Monolingual SLPs who do not speak the child’s language or speak it very limitedly, can use multilingual books which contain words from other languages. To introduce just a few words in Spanish, books such as ‘Maňana Iguana’ by Ann Whitford Paul, ‘Count on Culebra’ by Ann Whitford Paul, ‘Abuela’ by Arthur Doros, or ‘Old man and his door’ by Gary Soto can be used. SLPs with greater proficiency in a particular language (e.g., Russian) they consider using dual bilingual books in sessions (e.g., ‘Goldilocks and the Three Bears’ by Kate Clynes, ‘Giant Turnip’ by Henriette Barkow. All of these books can be found on such websites as ‘Amazon’ (string search: children’s foreign language books), ‘Language Lizard’ or ‘Trilingual Mama’ (contains list of free online multilingual books).
It is also important to understand that many of our language impaired bilingual students have a very limited knowledge of the world beyond the “here and now.” Many upper elementary and middle school youngsters have difficulty naming world’s continents, and do not know the names and capitals of major countries. That is why it is also important to teach them general concepts of geography, discuss world’s counties and the people who live there, as well as introduce them to select multicultural holidays celebrated in United States and in other countries around the world.

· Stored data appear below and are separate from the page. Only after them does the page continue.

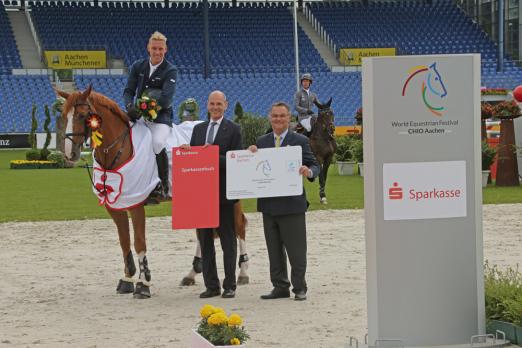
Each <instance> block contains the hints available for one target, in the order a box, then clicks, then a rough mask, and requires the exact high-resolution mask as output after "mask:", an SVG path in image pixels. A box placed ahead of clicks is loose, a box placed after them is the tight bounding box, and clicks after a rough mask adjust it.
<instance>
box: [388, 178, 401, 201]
mask: <svg viewBox="0 0 522 348" xmlns="http://www.w3.org/2000/svg"><path fill="white" fill-rule="evenodd" d="M402 196H403V195H402V187H400V186H399V184H398V183H396V182H394V183H393V187H390V189H389V190H388V197H390V199H402Z"/></svg>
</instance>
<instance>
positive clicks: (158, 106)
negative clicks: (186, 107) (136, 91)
mask: <svg viewBox="0 0 522 348" xmlns="http://www.w3.org/2000/svg"><path fill="white" fill-rule="evenodd" d="M136 109H138V112H139V114H140V116H142V117H143V118H144V119H146V120H149V121H154V120H155V119H156V117H158V111H160V110H161V106H159V105H158V102H157V101H156V99H154V98H151V97H149V96H147V95H143V96H142V97H141V98H138V99H137V100H136Z"/></svg>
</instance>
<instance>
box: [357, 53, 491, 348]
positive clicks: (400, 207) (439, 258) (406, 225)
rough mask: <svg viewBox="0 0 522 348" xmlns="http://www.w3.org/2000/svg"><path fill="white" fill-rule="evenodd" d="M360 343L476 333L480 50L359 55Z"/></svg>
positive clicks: (478, 191) (438, 340)
mask: <svg viewBox="0 0 522 348" xmlns="http://www.w3.org/2000/svg"><path fill="white" fill-rule="evenodd" d="M363 110H364V164H365V175H364V197H365V202H364V208H365V220H366V226H365V228H366V260H367V287H368V293H367V295H368V343H369V346H379V345H380V344H379V342H381V343H382V342H383V341H386V340H395V342H401V343H400V344H399V345H404V346H408V347H413V346H417V347H418V346H438V345H457V344H464V343H469V342H470V338H471V336H473V335H477V334H483V333H484V331H485V319H484V284H483V268H482V267H483V255H482V248H483V246H482V211H481V208H482V191H481V184H480V182H481V181H480V180H481V179H480V170H481V147H480V56H479V55H472V54H467V55H445V56H403V57H382V58H367V59H364V60H363Z"/></svg>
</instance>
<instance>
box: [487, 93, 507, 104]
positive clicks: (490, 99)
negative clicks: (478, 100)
mask: <svg viewBox="0 0 522 348" xmlns="http://www.w3.org/2000/svg"><path fill="white" fill-rule="evenodd" d="M510 99H511V96H510V95H509V94H486V95H482V96H480V101H483V102H495V101H504V100H510Z"/></svg>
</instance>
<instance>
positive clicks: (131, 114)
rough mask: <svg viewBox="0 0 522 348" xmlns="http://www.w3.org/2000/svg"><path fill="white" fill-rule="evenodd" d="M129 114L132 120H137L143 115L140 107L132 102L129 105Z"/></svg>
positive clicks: (129, 118)
mask: <svg viewBox="0 0 522 348" xmlns="http://www.w3.org/2000/svg"><path fill="white" fill-rule="evenodd" d="M127 116H129V119H130V120H131V121H132V122H136V121H137V120H139V118H140V117H141V115H140V113H139V112H138V109H136V107H135V106H134V105H132V104H129V105H127Z"/></svg>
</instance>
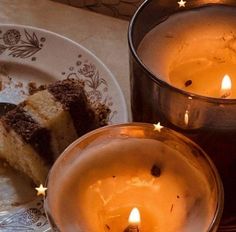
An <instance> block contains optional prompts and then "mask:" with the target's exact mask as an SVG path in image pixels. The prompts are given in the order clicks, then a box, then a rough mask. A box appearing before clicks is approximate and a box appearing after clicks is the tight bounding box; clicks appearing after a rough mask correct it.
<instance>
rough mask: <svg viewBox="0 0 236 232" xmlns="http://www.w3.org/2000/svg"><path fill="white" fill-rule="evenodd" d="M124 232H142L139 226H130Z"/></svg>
mask: <svg viewBox="0 0 236 232" xmlns="http://www.w3.org/2000/svg"><path fill="white" fill-rule="evenodd" d="M124 232H140V231H139V228H138V226H137V225H130V226H128V227H127V228H126V229H125V230H124Z"/></svg>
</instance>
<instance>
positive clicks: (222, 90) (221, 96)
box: [221, 75, 232, 98]
mask: <svg viewBox="0 0 236 232" xmlns="http://www.w3.org/2000/svg"><path fill="white" fill-rule="evenodd" d="M231 88H232V83H231V79H230V77H229V76H228V75H225V76H224V78H223V80H222V82H221V97H222V98H227V97H229V96H230V95H231Z"/></svg>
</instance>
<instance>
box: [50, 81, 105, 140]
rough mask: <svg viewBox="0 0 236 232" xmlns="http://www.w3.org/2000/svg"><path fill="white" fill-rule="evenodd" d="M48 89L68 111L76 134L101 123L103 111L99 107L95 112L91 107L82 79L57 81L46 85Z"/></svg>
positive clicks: (95, 125)
mask: <svg viewBox="0 0 236 232" xmlns="http://www.w3.org/2000/svg"><path fill="white" fill-rule="evenodd" d="M48 91H49V92H50V93H51V94H52V95H53V96H54V97H55V99H56V100H57V101H59V102H60V103H61V104H62V105H63V108H64V110H67V111H69V112H70V115H71V117H72V120H73V123H74V126H75V128H76V131H77V134H78V136H81V135H83V134H85V133H87V132H88V131H90V130H92V129H95V128H98V127H99V126H100V124H102V119H101V117H103V115H105V112H103V111H102V110H101V109H100V107H99V109H97V112H96V110H94V109H93V108H94V107H92V106H91V104H90V102H89V101H88V99H87V96H86V93H85V91H84V82H83V81H81V80H76V79H65V80H62V81H57V82H56V83H54V84H51V85H49V86H48ZM106 111H108V110H106ZM106 118H107V117H106ZM103 124H104V123H103Z"/></svg>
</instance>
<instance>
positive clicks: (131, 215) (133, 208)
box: [129, 208, 141, 225]
mask: <svg viewBox="0 0 236 232" xmlns="http://www.w3.org/2000/svg"><path fill="white" fill-rule="evenodd" d="M140 221H141V220H140V213H139V210H138V209H137V208H133V209H132V211H131V213H130V215H129V224H130V225H139V223H140Z"/></svg>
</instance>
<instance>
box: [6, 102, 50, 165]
mask: <svg viewBox="0 0 236 232" xmlns="http://www.w3.org/2000/svg"><path fill="white" fill-rule="evenodd" d="M2 122H3V124H4V126H5V127H6V129H7V130H10V129H13V130H14V131H15V132H16V133H17V134H18V135H19V136H21V137H22V139H23V140H24V141H25V142H26V143H28V144H31V145H32V147H33V148H34V149H35V150H36V151H37V152H38V153H39V154H40V155H41V156H42V157H43V159H44V160H46V161H47V162H48V163H49V164H52V163H53V158H52V157H53V153H52V151H51V149H50V141H51V136H50V132H49V131H48V130H47V129H46V128H43V127H41V126H40V125H39V124H38V123H37V122H36V121H34V119H33V118H32V117H31V116H30V115H29V114H27V113H26V111H25V110H24V109H23V103H22V104H20V105H18V106H17V107H16V108H15V109H13V110H11V111H9V112H8V113H7V114H6V115H5V116H3V117H2Z"/></svg>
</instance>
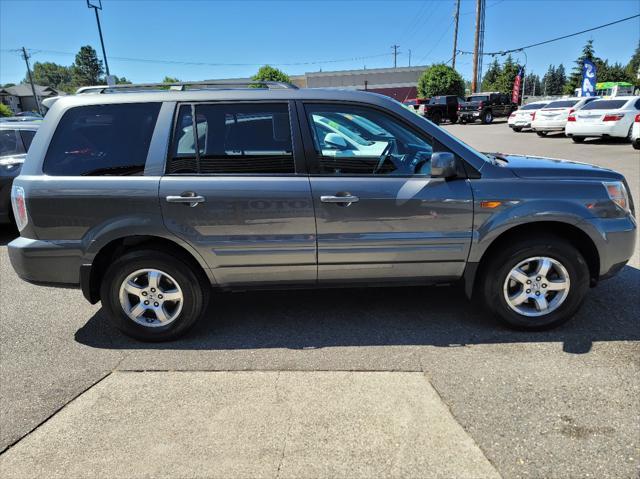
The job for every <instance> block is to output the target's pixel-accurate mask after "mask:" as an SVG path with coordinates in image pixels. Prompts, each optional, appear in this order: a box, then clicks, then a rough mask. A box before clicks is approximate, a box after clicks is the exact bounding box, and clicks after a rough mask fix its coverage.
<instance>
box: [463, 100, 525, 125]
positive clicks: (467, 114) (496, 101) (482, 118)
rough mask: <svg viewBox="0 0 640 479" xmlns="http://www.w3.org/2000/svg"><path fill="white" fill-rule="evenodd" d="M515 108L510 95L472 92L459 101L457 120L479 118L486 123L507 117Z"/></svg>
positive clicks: (511, 112)
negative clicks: (473, 92)
mask: <svg viewBox="0 0 640 479" xmlns="http://www.w3.org/2000/svg"><path fill="white" fill-rule="evenodd" d="M517 108H518V106H517V105H516V104H514V103H512V101H511V97H510V96H509V95H505V94H504V93H497V92H492V93H474V94H473V95H471V96H468V97H467V99H466V101H464V102H462V103H461V105H460V108H459V109H458V120H459V121H460V123H469V122H474V121H476V120H480V121H481V122H482V123H484V124H485V125H488V124H489V123H491V122H493V119H494V118H502V117H508V116H509V115H511V113H512V112H513V111H514V110H516V109H517Z"/></svg>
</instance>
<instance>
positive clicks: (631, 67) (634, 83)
mask: <svg viewBox="0 0 640 479" xmlns="http://www.w3.org/2000/svg"><path fill="white" fill-rule="evenodd" d="M626 70H627V75H629V78H631V79H632V80H630V81H631V82H633V83H634V84H635V85H636V86H640V41H638V46H637V47H636V51H635V52H633V56H632V57H631V60H629V63H628V64H627V68H626Z"/></svg>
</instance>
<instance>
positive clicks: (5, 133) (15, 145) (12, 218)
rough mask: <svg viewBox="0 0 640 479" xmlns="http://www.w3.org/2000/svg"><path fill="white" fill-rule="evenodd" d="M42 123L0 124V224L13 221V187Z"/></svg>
mask: <svg viewBox="0 0 640 479" xmlns="http://www.w3.org/2000/svg"><path fill="white" fill-rule="evenodd" d="M40 124H41V123H40V122H35V123H28V122H19V123H0V224H6V223H11V222H12V221H13V218H12V212H11V185H12V184H13V179H14V178H15V177H16V176H18V175H19V174H20V170H21V168H22V164H23V163H24V159H25V157H26V156H27V151H28V150H29V146H31V141H32V140H33V137H34V136H35V134H36V131H37V130H38V127H39V126H40Z"/></svg>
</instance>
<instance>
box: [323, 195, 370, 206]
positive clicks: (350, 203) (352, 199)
mask: <svg viewBox="0 0 640 479" xmlns="http://www.w3.org/2000/svg"><path fill="white" fill-rule="evenodd" d="M320 201H321V202H322V203H341V204H346V205H350V204H351V203H357V202H358V201H360V198H358V197H357V196H354V195H335V196H321V197H320Z"/></svg>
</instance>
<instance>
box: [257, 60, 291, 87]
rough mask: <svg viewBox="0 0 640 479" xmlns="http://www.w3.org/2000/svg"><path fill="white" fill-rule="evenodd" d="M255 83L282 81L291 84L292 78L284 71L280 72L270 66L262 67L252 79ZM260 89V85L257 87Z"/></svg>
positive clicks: (273, 67) (275, 68) (280, 71)
mask: <svg viewBox="0 0 640 479" xmlns="http://www.w3.org/2000/svg"><path fill="white" fill-rule="evenodd" d="M251 79H252V80H253V81H281V82H286V83H290V82H291V78H289V75H287V74H286V73H285V72H283V71H282V70H278V69H277V68H274V67H272V66H270V65H264V66H261V67H260V69H259V70H258V72H257V73H256V74H255V75H253V76H252V77H251ZM257 87H258V88H259V87H260V85H258V86H257Z"/></svg>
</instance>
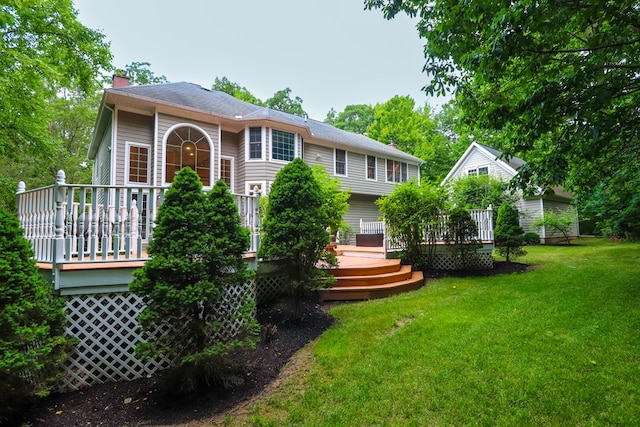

All students benefit from translanguaging! It increases awareness of language diversity in monolingual students, validates use of home languages for bilingual students, as well as assists with teaching challenging academic content and development of English for emergent bilingual students. Translanguaging can take place in any classroom or therapy room with any group of children including those with primary language impairments or those speaking different languages from one another. The cognitive benefits of translanguaging are numerous because it allows students to use all of their languages as a resource for learning, reading, writing, and thinking in the classroom (Celic & Seltzer, 2011).